Mademoiselle Julie, d'August Strindberg (1889)
Mademoiselle Julie traîne après elle un parfum de scandale : sa rupture complètement inattendue avec le bailli qu'elle devait épouser et, bien avant cela, son éducation digne d'un garçon par une femme anticonformiste qui a refusé, même enceinte, d'épouser le Comte qui était amoureux d'elle, puis s'est résolue à régulariser secrètement tout cela.
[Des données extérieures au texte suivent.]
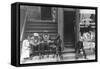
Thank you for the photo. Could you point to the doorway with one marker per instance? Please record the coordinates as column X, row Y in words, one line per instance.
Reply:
column 68, row 29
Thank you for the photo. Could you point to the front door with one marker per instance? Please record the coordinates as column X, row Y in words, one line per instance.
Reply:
column 69, row 32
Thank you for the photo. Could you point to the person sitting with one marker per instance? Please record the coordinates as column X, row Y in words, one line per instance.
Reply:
column 35, row 41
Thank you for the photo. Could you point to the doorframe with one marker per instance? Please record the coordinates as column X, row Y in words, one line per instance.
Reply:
column 61, row 24
column 74, row 10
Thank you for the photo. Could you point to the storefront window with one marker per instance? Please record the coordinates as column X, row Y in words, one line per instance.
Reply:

Pour Strindberg, misogyne même pour son époque, convaincu que son héroïne est : "Victime d'une croyance erronée (qui a saisi même des cerveaux plus forts) selon laquelle la femme, cette forme rabougrie de l'être humain, stade intermédiaire vers l'homme, le maître de la création, le créateur de la culture, serait égale à l'homme ou pourrait l'être, et se développerait en un effort déraisonnable qui la fait tomber. Déraisonnable car une forme rabougrie régie par les lois de la reproduction" ne peut prétendre à rattraper jamais l'homme. Il faut le citer pour le croire.
Pour ce naturaliste, le déterminisme éducatif, social, sexué qu'elle porte sur elle a la même tonalité tragique que chez Zola, par exemple : elle est condamnée pour ce qui serait permis à tout autre qu'elle. Ainsi par exemple, les amours ancillaires peuvent la faire déchoir...
Mademoiselle Julie est folle, la déclaration est sans appel, dans les bouches des domestiques. Elle tient mal son rang de fille de Comte, elle a des comportements libres qui sont déplacés, et elle est dans la provocation de celle qui croit se permettre tout à cause de son rang social, sans percevoir que la révérence qui lui est due l'oblige... Elle va tomber dans le piège que Strindberg croit inévitable chez une "demi-femme", l'incapacité à se dominer et à vouloir ce que son sexe veut et à déchoir... Piège aussi des poncifs du romantisme qui persistent et qui font rêver d'absolu pour se retrouver avec le prosaïsme, voire la souillure, le plus affreux. Sous la plume-pinceau de Strindberg, qui est aussi un peintre expressionniste, les images-symboles, que son traducteur et commentateur Régis Boyer appelle des icono-moteurs, je crois, parsèment la pièce et préviennent de son dénouement.
Évidemment, la pièce a tout pour me déplaire dans la thèse misogyne qu'elle véhicule, mais ces fameuses images proleptiques et cette version des maîtres-valets au théâtre qui, pour moi, renouvellent le thème, valaient la peine d'être connues. D'ailleurs, Strindberg ne donne pas le beau rôle à Jean. J'ai irrésistiblement pensé, à cause de cette fascination, adulation-mépris, des serviteurs pour leurs maître, aux Bonnes. Je n'ai pas trop aimé l'interprétation essentialisante de Régis Boyer avec ses répétitions ad nauseam de "la Femme" que serait Julie pour Strindberg : il me semble, en toute modestie sur une oeuvre que je lis pour la première fois, en traduction qui plus est, que l'auteur lui-même la traite de demi-femme à cause de son éducation de garçon et des mauvais exemples auxquels elle a assisté.